= Sandy M. Coppins =

British botanist and lichenologist

Alexandra "Sandy" M. Coppins is a Scottish lichenologist. She was president of the British Lichen Society from 2002 to 2004.

Coppins and her husband Brian Coppins have worked together for decades, making thousands of lichen surveys in Britain and running training courses about lichens. They have also promoted awareness of the importance of lichen communities and the appropriate management of their habitats especially woodlands and mountainous areas. She was involved with the British Lichen Society for many years including as Communication Secretary. Between 2004 and 2006 she was in charge of a project for Scottish Natural Heritage and the British Lichen Society to build a date base of the locations of lichens in Scotland. She also started the Lichen Apprentice Scheme in Scotland of workshops and training projects to develop a cohort of lichen consultants.

==Awards==
Coppins was president the British Lichen Society from 2002 until 2004, the first woman in this role. She received the society's Ursula Duncan award in 2007.

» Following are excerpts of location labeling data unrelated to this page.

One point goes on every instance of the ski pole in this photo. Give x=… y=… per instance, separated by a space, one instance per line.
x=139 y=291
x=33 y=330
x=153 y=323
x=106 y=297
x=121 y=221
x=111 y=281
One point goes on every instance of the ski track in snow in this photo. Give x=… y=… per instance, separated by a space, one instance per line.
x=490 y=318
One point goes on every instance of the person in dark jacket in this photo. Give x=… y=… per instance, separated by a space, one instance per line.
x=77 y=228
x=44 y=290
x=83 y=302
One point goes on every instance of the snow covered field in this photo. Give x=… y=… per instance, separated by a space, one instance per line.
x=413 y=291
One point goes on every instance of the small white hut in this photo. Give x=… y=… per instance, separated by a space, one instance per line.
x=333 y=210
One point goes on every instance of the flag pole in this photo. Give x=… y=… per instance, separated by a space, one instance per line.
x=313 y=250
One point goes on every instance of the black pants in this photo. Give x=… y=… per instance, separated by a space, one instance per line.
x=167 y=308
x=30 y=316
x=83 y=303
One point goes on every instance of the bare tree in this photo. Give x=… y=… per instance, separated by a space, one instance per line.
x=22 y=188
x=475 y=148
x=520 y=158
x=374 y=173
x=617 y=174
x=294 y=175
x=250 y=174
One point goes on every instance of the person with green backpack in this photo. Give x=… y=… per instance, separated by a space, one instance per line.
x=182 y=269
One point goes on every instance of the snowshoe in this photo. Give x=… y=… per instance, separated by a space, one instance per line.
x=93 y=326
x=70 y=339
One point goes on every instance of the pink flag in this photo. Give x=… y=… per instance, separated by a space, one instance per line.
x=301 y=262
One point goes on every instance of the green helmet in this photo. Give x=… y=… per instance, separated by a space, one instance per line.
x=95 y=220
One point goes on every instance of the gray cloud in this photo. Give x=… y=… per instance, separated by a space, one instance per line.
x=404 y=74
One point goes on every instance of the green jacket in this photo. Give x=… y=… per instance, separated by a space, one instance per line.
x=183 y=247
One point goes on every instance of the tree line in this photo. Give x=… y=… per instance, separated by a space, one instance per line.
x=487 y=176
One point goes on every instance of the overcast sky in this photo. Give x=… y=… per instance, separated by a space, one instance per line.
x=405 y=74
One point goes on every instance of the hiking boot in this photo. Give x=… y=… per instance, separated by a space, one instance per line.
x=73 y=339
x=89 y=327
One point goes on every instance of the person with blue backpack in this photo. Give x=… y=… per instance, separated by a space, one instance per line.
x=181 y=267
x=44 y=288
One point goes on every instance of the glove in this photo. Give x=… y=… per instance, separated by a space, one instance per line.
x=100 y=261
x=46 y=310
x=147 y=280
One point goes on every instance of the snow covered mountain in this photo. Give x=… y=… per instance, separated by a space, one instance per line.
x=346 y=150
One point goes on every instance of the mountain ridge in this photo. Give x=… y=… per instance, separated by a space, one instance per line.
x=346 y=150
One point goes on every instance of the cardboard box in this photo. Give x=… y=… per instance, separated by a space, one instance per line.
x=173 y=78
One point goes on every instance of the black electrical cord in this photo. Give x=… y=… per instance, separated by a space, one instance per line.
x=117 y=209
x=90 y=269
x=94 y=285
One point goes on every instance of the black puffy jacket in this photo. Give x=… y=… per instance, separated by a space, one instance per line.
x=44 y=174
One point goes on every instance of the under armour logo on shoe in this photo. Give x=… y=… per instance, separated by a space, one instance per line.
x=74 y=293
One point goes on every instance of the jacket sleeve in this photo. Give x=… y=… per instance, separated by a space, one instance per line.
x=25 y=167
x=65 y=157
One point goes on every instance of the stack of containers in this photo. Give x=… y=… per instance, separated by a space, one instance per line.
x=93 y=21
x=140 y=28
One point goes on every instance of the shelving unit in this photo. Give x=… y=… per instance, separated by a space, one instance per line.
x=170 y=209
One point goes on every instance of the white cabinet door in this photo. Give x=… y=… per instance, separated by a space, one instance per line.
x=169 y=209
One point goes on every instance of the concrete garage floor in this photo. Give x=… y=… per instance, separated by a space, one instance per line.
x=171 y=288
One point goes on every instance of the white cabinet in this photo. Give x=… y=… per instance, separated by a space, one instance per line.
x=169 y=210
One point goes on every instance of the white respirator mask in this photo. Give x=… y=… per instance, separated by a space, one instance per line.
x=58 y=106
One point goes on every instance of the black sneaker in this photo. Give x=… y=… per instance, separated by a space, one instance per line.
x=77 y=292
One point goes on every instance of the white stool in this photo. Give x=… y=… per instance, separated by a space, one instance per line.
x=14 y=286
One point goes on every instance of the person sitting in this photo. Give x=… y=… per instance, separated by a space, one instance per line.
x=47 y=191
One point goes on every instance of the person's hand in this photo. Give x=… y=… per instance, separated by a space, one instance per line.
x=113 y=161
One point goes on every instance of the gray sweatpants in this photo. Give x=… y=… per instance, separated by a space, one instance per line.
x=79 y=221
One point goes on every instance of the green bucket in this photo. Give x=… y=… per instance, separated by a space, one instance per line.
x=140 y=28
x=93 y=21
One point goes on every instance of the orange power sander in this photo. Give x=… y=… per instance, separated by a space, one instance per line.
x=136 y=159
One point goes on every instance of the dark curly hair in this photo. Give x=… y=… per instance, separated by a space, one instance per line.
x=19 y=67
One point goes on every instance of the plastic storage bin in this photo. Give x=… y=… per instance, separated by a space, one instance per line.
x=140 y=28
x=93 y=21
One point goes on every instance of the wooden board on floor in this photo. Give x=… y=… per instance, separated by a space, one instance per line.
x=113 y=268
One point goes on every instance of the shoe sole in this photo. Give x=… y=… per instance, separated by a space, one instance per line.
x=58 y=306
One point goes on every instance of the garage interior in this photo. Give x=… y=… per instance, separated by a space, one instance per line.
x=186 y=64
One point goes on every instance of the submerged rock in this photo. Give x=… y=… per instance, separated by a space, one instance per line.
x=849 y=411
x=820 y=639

In 2009 she received, together with her husband, the Plantlife Award for Contributions to the Conservation of Plant Diversity. In 2012 she was given an award for her ‘special contribution to the Species Action Framework’ from the Scottish Government. In 2016 she and Brian Coppins were jointly awarded the Lifetime Achievement Award for Nature in Scotland by the Royal Society for the Protection of Birds Scotland and also the Bob Saville Award from the Wildlife Information Centre in Bo'ness.

==Publications==
Coppins is the co-author of the following books:
- Alexandra M. Coppins and B. J. Coppins Atlantic hazel : Scotland's special woodlands Atlantic Hazel Action Group, 2012
- Alexandra M. Coppins and B. J. Coppins Indices of ecological continuity for woodland epiphytic lichen habitats in the British Isles, British Lichen Society, 2002

She is also the co-author of several scientific publications including:
- Yahr, R., Coppins, B.J., Coppins, A.M. (2013) Transient population dynamics in the conservation priority species, Cladonia botrytes. Lichenologist, 45 265-276.